I need to store a huge amount of binary data into a file, but I want also to read/write the header of that file in XML format.
Yes, I could just store the binary
This is not natively supportted by JAXB as you do not want serialize the binary data to XML, but can usually be done in a higher level when using JAXB. The way I do this is with webservices (SOAP and REST) is using MIME multipart/mixed messages (check multipart specification).

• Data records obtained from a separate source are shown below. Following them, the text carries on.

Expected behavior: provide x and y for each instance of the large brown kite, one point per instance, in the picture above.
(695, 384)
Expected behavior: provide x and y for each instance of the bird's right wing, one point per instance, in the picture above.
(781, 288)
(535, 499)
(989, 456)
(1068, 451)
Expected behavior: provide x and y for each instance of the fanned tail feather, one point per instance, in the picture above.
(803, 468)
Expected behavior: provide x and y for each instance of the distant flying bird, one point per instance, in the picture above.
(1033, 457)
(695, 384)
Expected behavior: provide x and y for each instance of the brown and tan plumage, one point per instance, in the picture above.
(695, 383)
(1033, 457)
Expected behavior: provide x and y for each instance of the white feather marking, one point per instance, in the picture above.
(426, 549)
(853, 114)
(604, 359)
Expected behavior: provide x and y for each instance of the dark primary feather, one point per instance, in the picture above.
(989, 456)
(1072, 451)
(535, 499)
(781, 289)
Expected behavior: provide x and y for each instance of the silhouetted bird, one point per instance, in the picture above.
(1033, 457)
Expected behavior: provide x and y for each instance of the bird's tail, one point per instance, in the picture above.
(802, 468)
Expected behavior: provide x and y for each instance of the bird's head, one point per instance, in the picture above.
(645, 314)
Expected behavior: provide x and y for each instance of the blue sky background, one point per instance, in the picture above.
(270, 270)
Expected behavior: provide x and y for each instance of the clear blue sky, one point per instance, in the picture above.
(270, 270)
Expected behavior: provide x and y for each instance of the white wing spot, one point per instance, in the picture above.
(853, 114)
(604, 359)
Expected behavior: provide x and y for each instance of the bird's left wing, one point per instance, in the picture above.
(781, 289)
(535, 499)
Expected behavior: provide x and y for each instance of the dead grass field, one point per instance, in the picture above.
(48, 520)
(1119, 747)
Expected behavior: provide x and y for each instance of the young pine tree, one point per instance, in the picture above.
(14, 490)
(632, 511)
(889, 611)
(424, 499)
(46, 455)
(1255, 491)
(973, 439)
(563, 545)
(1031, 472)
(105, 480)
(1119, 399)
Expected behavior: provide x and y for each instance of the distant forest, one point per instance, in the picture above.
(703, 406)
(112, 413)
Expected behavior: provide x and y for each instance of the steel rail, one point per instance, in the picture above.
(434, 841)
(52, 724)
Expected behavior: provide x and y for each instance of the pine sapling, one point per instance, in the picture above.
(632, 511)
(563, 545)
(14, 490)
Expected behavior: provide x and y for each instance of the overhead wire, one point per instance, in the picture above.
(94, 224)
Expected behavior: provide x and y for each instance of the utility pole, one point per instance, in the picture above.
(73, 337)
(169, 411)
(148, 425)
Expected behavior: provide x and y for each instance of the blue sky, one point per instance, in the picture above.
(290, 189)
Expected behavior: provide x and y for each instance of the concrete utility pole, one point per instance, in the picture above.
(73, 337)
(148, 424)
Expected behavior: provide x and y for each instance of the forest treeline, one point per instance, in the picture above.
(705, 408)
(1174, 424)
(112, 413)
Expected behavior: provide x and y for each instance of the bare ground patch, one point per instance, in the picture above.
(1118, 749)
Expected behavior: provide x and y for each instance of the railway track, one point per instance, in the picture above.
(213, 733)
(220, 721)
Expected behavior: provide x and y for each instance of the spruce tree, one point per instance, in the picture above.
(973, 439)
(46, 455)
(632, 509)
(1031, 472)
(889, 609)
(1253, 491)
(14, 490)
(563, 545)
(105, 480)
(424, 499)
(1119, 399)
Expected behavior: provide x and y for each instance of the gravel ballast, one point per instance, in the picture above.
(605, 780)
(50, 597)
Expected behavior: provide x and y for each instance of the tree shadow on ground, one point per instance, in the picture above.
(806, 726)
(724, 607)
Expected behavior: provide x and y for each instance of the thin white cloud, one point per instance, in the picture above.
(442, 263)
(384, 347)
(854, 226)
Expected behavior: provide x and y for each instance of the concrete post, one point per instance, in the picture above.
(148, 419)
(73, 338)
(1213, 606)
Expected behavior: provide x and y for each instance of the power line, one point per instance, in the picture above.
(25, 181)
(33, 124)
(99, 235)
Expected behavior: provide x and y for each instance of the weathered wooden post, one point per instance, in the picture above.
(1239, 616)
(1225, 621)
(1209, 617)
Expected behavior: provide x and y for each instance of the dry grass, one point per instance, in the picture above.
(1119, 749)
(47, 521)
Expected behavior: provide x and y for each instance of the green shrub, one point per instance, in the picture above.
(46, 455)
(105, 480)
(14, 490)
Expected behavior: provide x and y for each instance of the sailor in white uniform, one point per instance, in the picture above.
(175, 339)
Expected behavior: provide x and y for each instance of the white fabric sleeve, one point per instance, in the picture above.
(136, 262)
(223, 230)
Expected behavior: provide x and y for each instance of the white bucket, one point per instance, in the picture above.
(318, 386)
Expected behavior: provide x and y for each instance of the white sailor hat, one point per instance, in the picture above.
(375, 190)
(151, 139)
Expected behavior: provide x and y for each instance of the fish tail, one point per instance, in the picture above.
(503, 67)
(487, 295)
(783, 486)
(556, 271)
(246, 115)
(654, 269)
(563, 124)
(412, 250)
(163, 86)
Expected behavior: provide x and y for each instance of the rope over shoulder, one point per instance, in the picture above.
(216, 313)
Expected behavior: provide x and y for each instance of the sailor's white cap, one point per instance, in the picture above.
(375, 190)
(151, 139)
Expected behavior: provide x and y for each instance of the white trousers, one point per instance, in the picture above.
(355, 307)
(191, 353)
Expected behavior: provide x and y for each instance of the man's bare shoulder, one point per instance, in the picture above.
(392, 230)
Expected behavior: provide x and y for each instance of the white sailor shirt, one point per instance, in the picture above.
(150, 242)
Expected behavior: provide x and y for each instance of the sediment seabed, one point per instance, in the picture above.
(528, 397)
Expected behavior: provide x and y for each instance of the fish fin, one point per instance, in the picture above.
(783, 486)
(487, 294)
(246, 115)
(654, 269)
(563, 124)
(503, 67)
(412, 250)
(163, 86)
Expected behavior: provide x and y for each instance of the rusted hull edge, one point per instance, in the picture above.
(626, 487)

Initially designed for emails, works great to send xml with binary data and most webservice frameworks such as axis or jersey support it in an almost transparent way.
Here is an example of sending an object in XML together with a binary file with REST webservice using Jersey with the jersey-multipart extension.
XML object
@XmlRootElement
public class Book {
private String title;
private String author;
private int year;
//getter and setters...
}
Client
byte[] bin = some binary data...
Book b = new Book();
b.setAuthor("John");
b.setTitle("wild stuff");
b.setYear(2012);
MultiPart multiPart = new MultiPart();
multiPart.bodyPart(new BodyPart(b, MediaType.APPLICATION_XML_TYPE));
multiPart.bodyPart(new BodyPart(bin, MediaType.APPLICATION_OCTET_STREAM_TYPE));
response = service.path("rest").path("multipart").
type(MultiPartMediaTypes.MULTIPART_MIXED).
post(ClientResponse.class, multiPart);
Server
@POST
@Consumes(MultiPartMediaTypes.MULTIPART_MIXED)
public Response post(MultiPart multiPart) {
for(BodyPart part : multiPart.getBodyParts()) {
System.out.println(part.getMediaType());
}
return Response.status(Response.Status.ACCEPTED).
entity("Attachements processed successfully.").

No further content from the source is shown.